Interview Art Entrepreneur, Collector and Philanthropist Shanyan Koder
After studying law at Cambridge University, Koder worked at Goldman Sachs before leaving the financial sector to join Sotheby’s London, and following her family into collecting. Over the past two decades, she has collected and placed works by Claude Monet, Edgar Degas, Pablo Picasso, Jean Michel Basquiat, Damien Hirst, Zeng Fanzhi and Takashi Murakami.
A respected philanthropist and member of the international art world, she has also served as a council member of the Serpentine Galleries, a member of the women-only Artemis Council of the New Museum, New York, and is a founder of HUA, a digital platform and art advisory championing the best in contemporary Chinese art. In September 2021, she also co-founded the app Mentor360, which provides content by leading psychologists and healthcare professionals to help improve mental fitness and coping methods.
THE WICK: Who is your ultimate Monday Muse?
Shanyan Koder: Patti Wong, who until earlier this month was the chairwoman of Asia at Sotheby’s. We are both from Hong Kong and have been family friends for many years. I worked for Patti when I first started my career in the art world, at Sotheby’s, and have worked with her across Hong Kong, London and New York. She is my ultimate mentor. I admire the way she works in the art world. I admire her as a loyal wife and as a dedicated mother. As an art world entrepreneur, a wife, and a mother of five daughters myself, I have a lot to learn from her.
TW: With your father being an avid collector and a concert pianist, you were born into the art world. What inspiration did you draw from him?
SK: My upbringing had everything to do with my love for fine art. My family fostered it and instilled my passion in fine art. I grew up breathing art. Our life revolved around a combination of fine art, ballet, opera and classical music. While my father is predominantly known as a successful global entrepreneur and businessman, he studied music as an undergraduate and is also a professional concert pianist. So, we have always shared a passion in the arts. Even today, we speak almost daily about something that has struck us as interesting in the arts, be it fine art, or the performing arts, theatre, opera, dance, or music.
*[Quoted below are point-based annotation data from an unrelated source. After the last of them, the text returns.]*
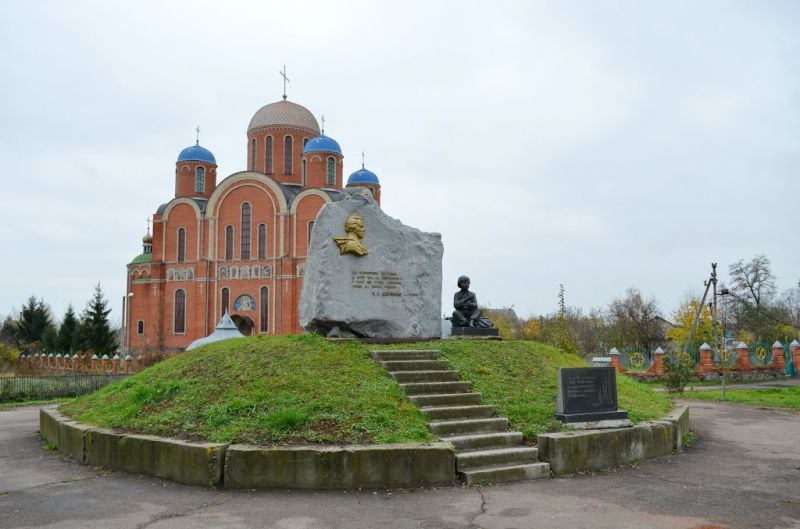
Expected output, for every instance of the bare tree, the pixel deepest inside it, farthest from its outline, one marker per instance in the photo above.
(753, 280)
(633, 320)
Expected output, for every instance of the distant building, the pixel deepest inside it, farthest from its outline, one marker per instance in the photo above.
(238, 245)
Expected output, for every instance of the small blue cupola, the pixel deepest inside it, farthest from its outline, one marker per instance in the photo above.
(322, 143)
(363, 176)
(196, 153)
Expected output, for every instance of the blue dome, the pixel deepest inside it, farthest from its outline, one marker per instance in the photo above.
(195, 153)
(363, 176)
(322, 143)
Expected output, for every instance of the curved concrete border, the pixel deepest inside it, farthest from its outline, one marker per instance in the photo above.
(243, 466)
(570, 452)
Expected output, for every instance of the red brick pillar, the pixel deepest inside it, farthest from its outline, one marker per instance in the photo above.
(778, 362)
(657, 368)
(615, 363)
(743, 357)
(706, 363)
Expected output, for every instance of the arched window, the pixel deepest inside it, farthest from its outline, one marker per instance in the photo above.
(179, 321)
(226, 299)
(263, 325)
(287, 155)
(200, 179)
(181, 245)
(262, 241)
(331, 171)
(268, 155)
(245, 250)
(229, 243)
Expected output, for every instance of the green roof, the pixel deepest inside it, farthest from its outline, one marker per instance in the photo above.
(143, 258)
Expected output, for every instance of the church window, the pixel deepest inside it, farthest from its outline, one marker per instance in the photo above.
(181, 245)
(287, 155)
(200, 179)
(331, 171)
(268, 155)
(262, 241)
(179, 323)
(264, 310)
(226, 299)
(245, 250)
(229, 243)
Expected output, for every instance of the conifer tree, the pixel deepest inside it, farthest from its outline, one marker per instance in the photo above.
(67, 340)
(96, 334)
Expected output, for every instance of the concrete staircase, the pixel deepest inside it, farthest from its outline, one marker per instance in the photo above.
(486, 452)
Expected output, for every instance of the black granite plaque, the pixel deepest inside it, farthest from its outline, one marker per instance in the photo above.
(587, 394)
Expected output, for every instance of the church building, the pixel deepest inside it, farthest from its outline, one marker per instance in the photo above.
(238, 245)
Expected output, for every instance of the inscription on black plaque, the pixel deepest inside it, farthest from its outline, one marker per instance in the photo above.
(587, 394)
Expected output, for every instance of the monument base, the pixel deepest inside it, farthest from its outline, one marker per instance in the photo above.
(475, 331)
(568, 418)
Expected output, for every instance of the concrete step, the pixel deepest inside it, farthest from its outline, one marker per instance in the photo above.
(415, 365)
(403, 377)
(468, 426)
(497, 457)
(446, 399)
(428, 388)
(501, 474)
(405, 354)
(438, 413)
(483, 441)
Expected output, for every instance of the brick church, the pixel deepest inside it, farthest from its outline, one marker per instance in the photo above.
(240, 244)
TW: What made you decide to leave Goldman Sachs and finance to pursue a career in the art world?
SK: Having grown up in a family of collectors, I suppose it was only natural for me to want to pursue a career in the art world. I took a few stepping stones along the way before finally arriving into the business of art. I graduated with a law degree from Cambridge University, and had the pleasure of working at both Goldman Sachs and Sotheby’s, spending time across New York, London and Hong Kong. While completely different, both of these institutions provided fascinating and invaluable experiences for me. I learnt much about the finance and business worlds at Goldman Sachs, it was fast-paced, intense and exciting. After several years, as I took a more prominent role in representing my family’s art collection, I decided to pursue my passion in fine art. I joined Sotheby’s on New Bond Street in Mayfair, London and stepped into the art world. Sotheby’s was an incredible experience as it allowed me to fully immerse myself in the exclusive world of auction houses. At the time, apart from my boss, Patti Wong, I was the only Chinese-speaking employee in the company. So, I had the pleasure of bidding for every telephone bidder from Asia who required translation, be it for a Mouton-Rothschild wine collection, to a Ron Arad design table, to paintings by Monet, Miró, Picasso, Warhol or Lichtenstein. I have very fond memories of all these experiences, all of which helped lay the foundation for my career in the business of art. Ultimately, I set up my own private art advisory business, Shanyan Koder Fine Art. These experiences were also instrumental in the setup of my Chinese contemporary art business HUA, a platform celebrating my Chinese heritage and my passion for contemporary art.
TW: What are your top three tips on how to start a collection?
SK: I will share three pieces of advice I learned from the three most important figures in my art-collecting life: my father always said to me, ‘Don’t get carried away chasing a work of art’. My husband always said to buy what you love. And my art teacher always said, ‘Trust your instincts’.